The organization’s Smart CAB agricultural machine cabin project enables maximum x2x (something-2-something) usability in the communication between driver and machine, and machine and cloud or other components thanks to the extremely powerful CAN (controller area network) structure. As an open system, the IoT-enabled Smart CAB offers unlimited networking and thus the highest degree of future security. The integrated connectivity unit (CCU) sends vehicle data to a back-end and accesses the Bosch Feature Store. This allows new functions and features for the machine to be loaded in series. Manufacturers and farmers can share broadly usable data and use it for new business models. Digital products from other manufacturers can also be integrated flexibly.

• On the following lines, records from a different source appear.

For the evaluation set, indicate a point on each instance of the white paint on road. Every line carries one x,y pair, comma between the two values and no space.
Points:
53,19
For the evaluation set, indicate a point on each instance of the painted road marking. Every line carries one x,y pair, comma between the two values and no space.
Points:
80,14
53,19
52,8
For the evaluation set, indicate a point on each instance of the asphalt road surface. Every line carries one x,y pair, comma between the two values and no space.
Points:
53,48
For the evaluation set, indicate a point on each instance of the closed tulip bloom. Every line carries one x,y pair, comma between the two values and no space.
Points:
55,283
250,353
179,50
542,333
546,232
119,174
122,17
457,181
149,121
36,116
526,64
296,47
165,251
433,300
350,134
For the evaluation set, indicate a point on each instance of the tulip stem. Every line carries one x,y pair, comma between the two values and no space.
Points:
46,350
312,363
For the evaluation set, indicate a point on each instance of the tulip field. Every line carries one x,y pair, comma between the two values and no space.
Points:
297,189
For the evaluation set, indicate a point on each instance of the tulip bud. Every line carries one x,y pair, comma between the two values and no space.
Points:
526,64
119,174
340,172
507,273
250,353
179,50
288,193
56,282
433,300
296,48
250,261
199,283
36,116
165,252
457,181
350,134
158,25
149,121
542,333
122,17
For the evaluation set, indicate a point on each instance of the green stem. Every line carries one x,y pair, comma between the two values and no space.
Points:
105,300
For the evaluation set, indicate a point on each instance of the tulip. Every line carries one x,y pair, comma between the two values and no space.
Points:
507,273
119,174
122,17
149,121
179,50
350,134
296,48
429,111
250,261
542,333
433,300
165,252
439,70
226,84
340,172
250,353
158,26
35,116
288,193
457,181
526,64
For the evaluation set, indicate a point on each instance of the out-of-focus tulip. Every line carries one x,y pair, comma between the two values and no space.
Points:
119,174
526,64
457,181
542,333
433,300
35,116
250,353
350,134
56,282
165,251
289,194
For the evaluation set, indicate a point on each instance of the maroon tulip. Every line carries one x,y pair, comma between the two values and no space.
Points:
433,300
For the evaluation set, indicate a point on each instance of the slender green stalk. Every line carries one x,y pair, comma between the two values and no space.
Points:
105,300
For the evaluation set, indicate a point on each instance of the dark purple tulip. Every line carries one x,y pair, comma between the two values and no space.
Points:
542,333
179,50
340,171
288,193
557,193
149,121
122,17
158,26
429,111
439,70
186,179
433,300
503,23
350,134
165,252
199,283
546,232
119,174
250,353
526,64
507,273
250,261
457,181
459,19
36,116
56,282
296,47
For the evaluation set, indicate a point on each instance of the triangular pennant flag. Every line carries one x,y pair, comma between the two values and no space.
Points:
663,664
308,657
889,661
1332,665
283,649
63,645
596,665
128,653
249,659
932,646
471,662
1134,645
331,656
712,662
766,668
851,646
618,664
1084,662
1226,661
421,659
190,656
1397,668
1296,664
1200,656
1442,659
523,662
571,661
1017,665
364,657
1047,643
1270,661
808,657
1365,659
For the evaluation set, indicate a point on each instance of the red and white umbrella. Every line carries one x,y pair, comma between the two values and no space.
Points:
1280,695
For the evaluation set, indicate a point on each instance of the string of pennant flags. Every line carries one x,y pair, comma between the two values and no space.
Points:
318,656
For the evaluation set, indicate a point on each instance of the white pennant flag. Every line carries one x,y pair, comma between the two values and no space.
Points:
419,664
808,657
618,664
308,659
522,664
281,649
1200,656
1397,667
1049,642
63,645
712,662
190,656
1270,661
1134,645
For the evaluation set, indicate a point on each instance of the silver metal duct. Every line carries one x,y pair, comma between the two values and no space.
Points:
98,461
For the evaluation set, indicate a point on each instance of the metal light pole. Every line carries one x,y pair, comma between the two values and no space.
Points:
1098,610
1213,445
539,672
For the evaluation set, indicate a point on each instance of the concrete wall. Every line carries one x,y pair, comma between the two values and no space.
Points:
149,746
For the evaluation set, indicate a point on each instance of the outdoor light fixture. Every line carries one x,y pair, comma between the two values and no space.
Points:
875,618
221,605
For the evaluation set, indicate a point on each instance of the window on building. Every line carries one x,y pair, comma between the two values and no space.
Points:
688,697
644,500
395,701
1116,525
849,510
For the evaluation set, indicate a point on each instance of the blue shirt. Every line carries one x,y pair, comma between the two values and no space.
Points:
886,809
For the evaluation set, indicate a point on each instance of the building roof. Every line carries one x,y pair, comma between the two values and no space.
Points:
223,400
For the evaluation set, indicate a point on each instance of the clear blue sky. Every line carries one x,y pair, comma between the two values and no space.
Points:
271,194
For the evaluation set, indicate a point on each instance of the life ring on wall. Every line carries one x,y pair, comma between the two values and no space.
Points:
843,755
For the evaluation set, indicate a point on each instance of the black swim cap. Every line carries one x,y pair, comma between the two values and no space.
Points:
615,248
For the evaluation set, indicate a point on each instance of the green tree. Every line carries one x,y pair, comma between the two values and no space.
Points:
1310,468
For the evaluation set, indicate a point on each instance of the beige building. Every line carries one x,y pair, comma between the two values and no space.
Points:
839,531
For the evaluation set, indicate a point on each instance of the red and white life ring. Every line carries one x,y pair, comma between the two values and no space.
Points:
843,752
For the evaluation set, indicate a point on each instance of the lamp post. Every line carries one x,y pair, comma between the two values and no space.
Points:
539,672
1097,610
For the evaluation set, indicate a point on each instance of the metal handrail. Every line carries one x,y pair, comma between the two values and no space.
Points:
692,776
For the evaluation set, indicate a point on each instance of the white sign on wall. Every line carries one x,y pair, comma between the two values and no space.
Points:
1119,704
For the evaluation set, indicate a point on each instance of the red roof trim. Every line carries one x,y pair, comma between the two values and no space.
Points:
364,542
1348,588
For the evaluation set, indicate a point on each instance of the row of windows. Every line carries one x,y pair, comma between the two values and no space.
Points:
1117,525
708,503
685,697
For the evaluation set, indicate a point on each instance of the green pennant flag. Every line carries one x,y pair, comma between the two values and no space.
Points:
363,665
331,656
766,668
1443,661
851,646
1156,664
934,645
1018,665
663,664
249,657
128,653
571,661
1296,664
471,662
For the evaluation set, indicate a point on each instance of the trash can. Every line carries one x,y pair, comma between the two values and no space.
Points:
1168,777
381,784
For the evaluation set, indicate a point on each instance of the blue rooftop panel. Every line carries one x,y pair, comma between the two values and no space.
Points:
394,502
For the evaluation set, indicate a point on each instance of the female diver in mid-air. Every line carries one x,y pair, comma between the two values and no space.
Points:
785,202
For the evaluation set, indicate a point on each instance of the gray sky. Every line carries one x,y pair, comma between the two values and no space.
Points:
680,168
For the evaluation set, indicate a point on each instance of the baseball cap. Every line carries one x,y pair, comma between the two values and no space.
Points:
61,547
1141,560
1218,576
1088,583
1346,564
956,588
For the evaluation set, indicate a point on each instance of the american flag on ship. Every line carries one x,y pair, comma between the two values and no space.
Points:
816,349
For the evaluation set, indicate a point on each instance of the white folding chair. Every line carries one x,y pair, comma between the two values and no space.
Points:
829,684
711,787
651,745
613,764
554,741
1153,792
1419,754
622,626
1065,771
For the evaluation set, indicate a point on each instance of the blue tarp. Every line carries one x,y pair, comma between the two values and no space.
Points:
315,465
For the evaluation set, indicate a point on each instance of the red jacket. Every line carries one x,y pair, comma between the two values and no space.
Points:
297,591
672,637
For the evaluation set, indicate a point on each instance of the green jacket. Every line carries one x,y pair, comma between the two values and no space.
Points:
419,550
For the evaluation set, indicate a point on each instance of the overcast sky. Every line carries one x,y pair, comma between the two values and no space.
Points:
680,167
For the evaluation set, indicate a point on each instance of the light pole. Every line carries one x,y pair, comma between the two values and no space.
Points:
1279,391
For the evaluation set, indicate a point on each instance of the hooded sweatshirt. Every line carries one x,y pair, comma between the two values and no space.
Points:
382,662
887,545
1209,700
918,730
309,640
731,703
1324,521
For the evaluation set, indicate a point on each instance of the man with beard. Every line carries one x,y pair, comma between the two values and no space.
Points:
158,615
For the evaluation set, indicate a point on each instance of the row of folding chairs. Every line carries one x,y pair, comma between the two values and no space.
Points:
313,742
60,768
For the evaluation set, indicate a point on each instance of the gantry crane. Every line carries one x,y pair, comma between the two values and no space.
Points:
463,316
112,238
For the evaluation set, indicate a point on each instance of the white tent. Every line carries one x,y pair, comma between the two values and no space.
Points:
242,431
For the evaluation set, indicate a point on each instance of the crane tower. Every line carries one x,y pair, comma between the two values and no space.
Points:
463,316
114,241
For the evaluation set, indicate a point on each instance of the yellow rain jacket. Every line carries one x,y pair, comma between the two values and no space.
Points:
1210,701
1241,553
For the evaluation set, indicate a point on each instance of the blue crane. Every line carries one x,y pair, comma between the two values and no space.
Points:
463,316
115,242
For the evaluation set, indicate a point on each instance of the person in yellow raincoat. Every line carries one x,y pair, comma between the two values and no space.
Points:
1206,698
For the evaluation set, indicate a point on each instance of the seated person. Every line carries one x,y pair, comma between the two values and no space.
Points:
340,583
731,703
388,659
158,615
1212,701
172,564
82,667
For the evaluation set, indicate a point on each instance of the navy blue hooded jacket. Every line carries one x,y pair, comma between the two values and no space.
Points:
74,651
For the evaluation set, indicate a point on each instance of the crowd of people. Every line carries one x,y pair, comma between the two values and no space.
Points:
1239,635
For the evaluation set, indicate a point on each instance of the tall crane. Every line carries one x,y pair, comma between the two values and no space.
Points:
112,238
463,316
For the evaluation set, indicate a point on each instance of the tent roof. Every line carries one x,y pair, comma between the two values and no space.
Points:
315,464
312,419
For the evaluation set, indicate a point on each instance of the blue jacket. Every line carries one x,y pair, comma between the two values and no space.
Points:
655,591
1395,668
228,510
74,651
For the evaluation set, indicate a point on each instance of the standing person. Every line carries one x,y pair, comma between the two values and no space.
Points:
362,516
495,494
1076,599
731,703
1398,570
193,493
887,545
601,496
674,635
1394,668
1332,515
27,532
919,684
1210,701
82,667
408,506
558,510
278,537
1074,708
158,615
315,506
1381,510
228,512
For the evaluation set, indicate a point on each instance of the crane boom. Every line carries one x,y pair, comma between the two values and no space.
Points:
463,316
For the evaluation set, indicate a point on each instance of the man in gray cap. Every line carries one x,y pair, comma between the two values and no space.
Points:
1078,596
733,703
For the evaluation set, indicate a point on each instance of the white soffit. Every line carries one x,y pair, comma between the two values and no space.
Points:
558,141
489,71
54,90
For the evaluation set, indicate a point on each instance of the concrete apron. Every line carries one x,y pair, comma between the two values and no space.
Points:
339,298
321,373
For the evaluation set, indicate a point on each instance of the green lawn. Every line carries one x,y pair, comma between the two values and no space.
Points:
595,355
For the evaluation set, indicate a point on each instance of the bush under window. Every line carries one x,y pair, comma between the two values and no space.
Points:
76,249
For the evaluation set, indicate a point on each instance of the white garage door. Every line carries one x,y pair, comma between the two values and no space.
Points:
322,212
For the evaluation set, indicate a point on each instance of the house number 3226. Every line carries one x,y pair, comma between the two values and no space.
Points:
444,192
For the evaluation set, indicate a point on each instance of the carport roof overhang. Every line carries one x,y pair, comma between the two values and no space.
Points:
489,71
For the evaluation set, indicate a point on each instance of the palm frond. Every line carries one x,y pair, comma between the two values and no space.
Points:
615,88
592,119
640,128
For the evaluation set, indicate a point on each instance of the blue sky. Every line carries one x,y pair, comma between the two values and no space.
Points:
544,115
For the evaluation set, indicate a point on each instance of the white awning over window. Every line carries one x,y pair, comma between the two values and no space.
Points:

Ground cover analysis via image processing
Josephinum Research is working on a method to automatically determine the degree of soil coverage by a crop from images in its "SoilCover" research project. The system uses an algorithm is based on an automatic pixel-wise classification of ground images of the earth into either crop residues, living plant material and stones. Images are taken via a smartphone or conventional camera from a height of one meter. If several images are recorded from a field, the entire ground coverage can be calculated.
The evaluation is carried out by means of mobile data acquisition, and via a client/server architecture. The result is immediately available to the user, for example via a smartphone app. The results obtained are intended to represent a basis for further commercial and scientific utilization in agricultural technology as it will allow a more efficient way of working.
Agrifusion research project
The Weihenstephan-Triesdorf University of Applied Sciences is investigating new procedures for generating profit potential maps in its Agrifusion project being carried out in conjunction with Germany’s Federal Ministry of Agriculture and Food, the German Geological Research Center, GeoInformationsDienst GmbH and Fritzmeier Environmental Engineering. Data from individual sensors (including from satellites and drones, yield data, elevation data, soil conductivity and nitrogen absorption) are collected in a networked manner, merged centrally on a server and processed. The aim is to determine the yield potential of soils more precisely, and with these findings the deployment of resources and use of agricultural technology can be optimized. This will generate positive effects for the environment and the income situation of the farmers.